Поэт! Не дорожи любовию народной.
Восторженных похвал пройдёт минутный шум;
Услышишь суд глупца и смех толпы холодной,
Но ты останься твёрд, спокоен и угрюм.
Ты царь: живи один. Дорогою свободной
Иди, куда влечёт тебя свободный ум,
Усовершенствуя плоды любимых дум,
Не требуя наград за подвиг благородный.
Они в самом тебе. Ты сам свой высший суд;
Всех строже оценить умеешь ты свой труд.
Ты им доволен ли, взыскательный художник?
Доволен? Так пускай толпа его бранит
И плюет на алтарь, где твой огонь горит,
И в детской резвости колеблет твой треножник.
Каждое слово поэта в этом стихотворении несёт на себе очень большую и разнообразную нагрузку, а когда начинаешь анализировать, открывается потайной замысел автора.
«Но ты останься твёрд, спокоен и угрюм». Твёрд — в своём творчестве: что бы ни говорили и ни писали о тебе; угрюм — в смысле углублённости в себя, которая не допускает ничего легковесного, никаких развлечений, не поддаётся на лесть.
Почему сказано: «Ты царь»? Почему царь? Царь в нашем понимании тот, кто владеет и управляет своей страной. А тут подразумевается царь слова, значит, этот царь владеет чем-то, что выше и больше целой страны. Значит, если ты царь слова, ты владеешь самым сильным оружием; тебе принадлежит держава, в твоём владении та держава, которая другим не принадлежит.
«Живи один» — не бойся одиночества, не бойся быть непонятым, живи независимо.
«Иди, куда влечёт тебя свободный ум» — иди ничем не связанный — ни предрассудками, ни страхами, ни угрозами.
«Усовершенствуя плоды любимых дум» — у каждого творца есть любимые думы, надо их усовершенствовать, чтобы эти плоды были прекрасны!

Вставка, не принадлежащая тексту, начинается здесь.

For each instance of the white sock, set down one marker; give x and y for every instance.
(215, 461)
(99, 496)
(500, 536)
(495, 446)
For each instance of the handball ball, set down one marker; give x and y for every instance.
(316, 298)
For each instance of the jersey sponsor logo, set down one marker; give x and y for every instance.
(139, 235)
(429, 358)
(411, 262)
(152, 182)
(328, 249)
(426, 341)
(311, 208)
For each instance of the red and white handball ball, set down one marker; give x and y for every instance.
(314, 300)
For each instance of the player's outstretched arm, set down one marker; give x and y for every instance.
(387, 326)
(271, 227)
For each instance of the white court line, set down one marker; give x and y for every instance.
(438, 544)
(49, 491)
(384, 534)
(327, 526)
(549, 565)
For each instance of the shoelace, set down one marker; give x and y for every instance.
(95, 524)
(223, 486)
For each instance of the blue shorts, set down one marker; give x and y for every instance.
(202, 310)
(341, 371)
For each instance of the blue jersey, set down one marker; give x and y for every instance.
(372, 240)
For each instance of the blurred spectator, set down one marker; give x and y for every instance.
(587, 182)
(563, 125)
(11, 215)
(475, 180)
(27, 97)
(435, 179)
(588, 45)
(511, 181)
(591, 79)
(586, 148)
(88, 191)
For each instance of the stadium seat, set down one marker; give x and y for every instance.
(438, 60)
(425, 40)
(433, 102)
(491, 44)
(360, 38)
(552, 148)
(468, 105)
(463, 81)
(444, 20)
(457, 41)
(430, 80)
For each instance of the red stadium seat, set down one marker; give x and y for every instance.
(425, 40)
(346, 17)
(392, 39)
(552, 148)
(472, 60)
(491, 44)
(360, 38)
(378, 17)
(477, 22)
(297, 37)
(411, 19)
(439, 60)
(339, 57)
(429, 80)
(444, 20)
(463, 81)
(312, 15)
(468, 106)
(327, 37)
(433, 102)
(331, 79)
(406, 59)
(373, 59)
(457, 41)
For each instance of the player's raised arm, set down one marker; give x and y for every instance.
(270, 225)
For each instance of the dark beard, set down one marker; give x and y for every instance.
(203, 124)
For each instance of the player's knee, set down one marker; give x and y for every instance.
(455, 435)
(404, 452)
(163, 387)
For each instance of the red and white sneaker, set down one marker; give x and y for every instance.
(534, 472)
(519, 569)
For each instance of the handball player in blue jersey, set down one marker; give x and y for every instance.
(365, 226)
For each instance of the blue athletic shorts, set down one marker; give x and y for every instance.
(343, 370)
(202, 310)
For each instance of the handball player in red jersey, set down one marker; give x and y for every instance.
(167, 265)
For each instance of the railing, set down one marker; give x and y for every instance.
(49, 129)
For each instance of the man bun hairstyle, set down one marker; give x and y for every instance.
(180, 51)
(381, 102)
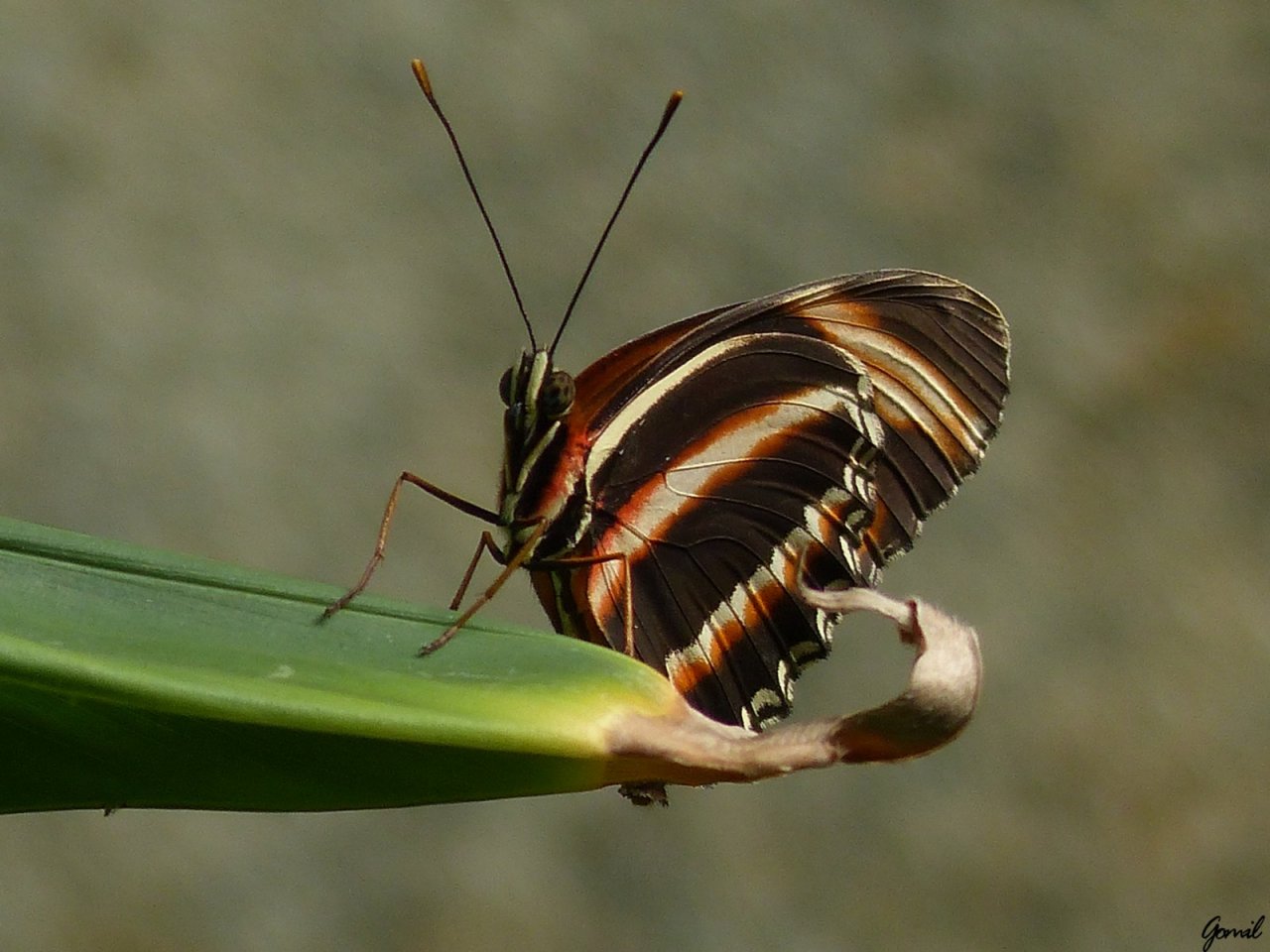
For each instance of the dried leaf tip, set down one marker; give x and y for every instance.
(421, 73)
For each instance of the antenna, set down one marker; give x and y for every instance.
(421, 73)
(676, 98)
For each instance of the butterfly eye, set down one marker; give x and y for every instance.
(504, 388)
(557, 395)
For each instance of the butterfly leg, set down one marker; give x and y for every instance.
(381, 540)
(485, 544)
(520, 557)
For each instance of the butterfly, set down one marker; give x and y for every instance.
(670, 499)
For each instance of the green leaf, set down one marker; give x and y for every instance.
(137, 678)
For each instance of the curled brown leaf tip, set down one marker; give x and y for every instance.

«Не требуя наград» — поэт творит не ради наград, чинов, похвал или денег. «Они в самом тебе», — оказывается, все награды в тебе самом.
«Ты сам свой высший суд» — никто не может тебя так судить, как ты сам себя.

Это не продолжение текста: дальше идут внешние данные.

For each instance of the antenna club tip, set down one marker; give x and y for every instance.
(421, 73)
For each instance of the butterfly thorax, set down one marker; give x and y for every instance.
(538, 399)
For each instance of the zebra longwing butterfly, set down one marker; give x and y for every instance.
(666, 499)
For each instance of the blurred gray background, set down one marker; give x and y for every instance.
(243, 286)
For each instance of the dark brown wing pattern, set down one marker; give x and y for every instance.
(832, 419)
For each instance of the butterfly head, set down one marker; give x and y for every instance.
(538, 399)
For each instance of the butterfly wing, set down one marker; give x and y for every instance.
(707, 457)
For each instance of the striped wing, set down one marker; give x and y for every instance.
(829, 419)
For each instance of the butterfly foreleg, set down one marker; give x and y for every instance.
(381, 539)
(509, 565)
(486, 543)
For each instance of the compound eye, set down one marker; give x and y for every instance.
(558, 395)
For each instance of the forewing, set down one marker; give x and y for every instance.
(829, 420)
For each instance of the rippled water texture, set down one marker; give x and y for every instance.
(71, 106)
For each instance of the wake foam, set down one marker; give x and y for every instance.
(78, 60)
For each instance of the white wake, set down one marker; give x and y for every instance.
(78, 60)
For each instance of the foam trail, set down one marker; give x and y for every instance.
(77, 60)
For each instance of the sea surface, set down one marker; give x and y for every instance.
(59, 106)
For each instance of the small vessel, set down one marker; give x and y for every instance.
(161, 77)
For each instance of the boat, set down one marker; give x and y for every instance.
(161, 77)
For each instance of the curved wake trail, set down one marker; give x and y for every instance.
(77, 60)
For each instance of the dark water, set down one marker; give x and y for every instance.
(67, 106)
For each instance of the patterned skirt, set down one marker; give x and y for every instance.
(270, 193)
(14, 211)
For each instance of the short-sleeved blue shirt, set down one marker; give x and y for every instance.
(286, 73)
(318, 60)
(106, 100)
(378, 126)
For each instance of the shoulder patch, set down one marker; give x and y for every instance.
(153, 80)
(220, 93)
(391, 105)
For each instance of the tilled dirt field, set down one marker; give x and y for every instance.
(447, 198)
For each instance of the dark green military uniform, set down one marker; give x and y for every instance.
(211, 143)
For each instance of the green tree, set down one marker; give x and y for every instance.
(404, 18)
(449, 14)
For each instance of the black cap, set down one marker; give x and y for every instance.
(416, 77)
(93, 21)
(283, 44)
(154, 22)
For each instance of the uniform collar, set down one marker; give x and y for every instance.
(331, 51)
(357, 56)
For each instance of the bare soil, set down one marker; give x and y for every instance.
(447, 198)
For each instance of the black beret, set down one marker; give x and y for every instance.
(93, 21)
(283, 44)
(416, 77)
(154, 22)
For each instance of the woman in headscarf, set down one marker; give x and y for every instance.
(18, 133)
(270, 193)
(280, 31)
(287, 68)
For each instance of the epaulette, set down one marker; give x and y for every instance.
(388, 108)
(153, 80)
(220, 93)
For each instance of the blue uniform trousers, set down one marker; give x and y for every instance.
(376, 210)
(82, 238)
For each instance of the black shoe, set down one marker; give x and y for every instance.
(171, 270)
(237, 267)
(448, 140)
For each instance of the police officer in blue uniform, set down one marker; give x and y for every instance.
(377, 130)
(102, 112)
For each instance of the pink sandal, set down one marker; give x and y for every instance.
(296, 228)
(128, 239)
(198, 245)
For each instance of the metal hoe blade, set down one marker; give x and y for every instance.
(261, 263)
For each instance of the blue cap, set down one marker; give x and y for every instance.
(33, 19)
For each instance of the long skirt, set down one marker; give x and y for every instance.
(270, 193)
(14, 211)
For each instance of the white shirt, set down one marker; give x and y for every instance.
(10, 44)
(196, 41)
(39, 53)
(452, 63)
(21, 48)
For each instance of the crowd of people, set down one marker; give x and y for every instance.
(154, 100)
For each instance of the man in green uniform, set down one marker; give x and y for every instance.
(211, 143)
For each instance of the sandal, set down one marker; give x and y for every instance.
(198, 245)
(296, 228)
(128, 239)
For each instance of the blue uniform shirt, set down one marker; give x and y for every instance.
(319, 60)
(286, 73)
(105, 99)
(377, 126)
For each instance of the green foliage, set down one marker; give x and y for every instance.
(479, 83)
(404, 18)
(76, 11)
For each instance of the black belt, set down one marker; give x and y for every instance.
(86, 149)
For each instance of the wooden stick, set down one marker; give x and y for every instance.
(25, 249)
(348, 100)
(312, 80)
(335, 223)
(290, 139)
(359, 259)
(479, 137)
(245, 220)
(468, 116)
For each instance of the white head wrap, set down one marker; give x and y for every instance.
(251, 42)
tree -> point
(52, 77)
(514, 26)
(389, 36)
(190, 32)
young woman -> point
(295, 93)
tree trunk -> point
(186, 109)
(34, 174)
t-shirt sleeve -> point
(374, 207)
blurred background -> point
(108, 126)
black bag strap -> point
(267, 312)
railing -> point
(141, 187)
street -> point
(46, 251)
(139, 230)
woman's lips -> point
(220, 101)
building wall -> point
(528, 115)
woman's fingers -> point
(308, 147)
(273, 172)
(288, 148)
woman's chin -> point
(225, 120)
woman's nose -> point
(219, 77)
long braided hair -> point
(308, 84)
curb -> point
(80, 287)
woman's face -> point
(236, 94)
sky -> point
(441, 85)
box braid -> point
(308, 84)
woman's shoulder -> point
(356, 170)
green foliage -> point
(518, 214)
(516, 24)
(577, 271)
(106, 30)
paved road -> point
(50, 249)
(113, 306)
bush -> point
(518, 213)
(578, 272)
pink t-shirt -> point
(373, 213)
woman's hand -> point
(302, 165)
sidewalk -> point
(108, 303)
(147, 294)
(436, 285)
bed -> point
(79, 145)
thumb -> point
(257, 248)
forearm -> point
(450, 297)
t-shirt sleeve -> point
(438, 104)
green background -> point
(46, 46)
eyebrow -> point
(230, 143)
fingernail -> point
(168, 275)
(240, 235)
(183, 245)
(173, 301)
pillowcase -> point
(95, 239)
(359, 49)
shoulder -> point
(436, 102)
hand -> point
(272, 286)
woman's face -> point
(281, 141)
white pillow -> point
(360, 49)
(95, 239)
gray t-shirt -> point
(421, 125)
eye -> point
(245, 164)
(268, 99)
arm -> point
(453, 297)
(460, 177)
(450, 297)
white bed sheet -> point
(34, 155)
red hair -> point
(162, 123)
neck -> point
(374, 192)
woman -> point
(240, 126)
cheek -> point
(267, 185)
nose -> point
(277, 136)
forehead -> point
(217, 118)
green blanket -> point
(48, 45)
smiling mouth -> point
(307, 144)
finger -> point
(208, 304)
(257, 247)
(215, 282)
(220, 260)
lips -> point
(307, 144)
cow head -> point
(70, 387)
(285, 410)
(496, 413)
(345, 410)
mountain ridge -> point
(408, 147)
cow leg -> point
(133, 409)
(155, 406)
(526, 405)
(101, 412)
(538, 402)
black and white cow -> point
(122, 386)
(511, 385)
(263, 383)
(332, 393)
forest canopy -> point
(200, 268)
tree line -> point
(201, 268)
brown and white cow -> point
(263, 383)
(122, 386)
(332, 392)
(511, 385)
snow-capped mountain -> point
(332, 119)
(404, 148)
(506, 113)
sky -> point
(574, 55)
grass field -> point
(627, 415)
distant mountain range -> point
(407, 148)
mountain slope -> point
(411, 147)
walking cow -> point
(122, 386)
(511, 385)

«Всех строже оценить умеешь ты свой труд» — как бы тебя ни хулили или хвалили, ты лучше всех сумеешь дать справедливую оценку своему труду.
«Ты им доволен ли, взыскательный художник?» — здесь особенно интересное слово «взыскательный»: не просто художник, не просто поэт, — но именно тот, кто так с себя взыскивает, как никто; к себе до'лжно быть предельно суровым, к этому и призывает поэт.
Подлинные поэты и отличались этой взыскательностью к своему творчеству.
Опубликовано:
Журнал «На Восходе» № 5 (85), Май, 2001 (начало) ; № 07 (87), Июль, 2001 (окончание)
Наталия Спирина. Отблески - 2001. Сборник. Н.: СибРО, 2002
* Евангелие от Иоанна. 1: 1.
1 Листы Сада Мории. Зов. 24.03.1920.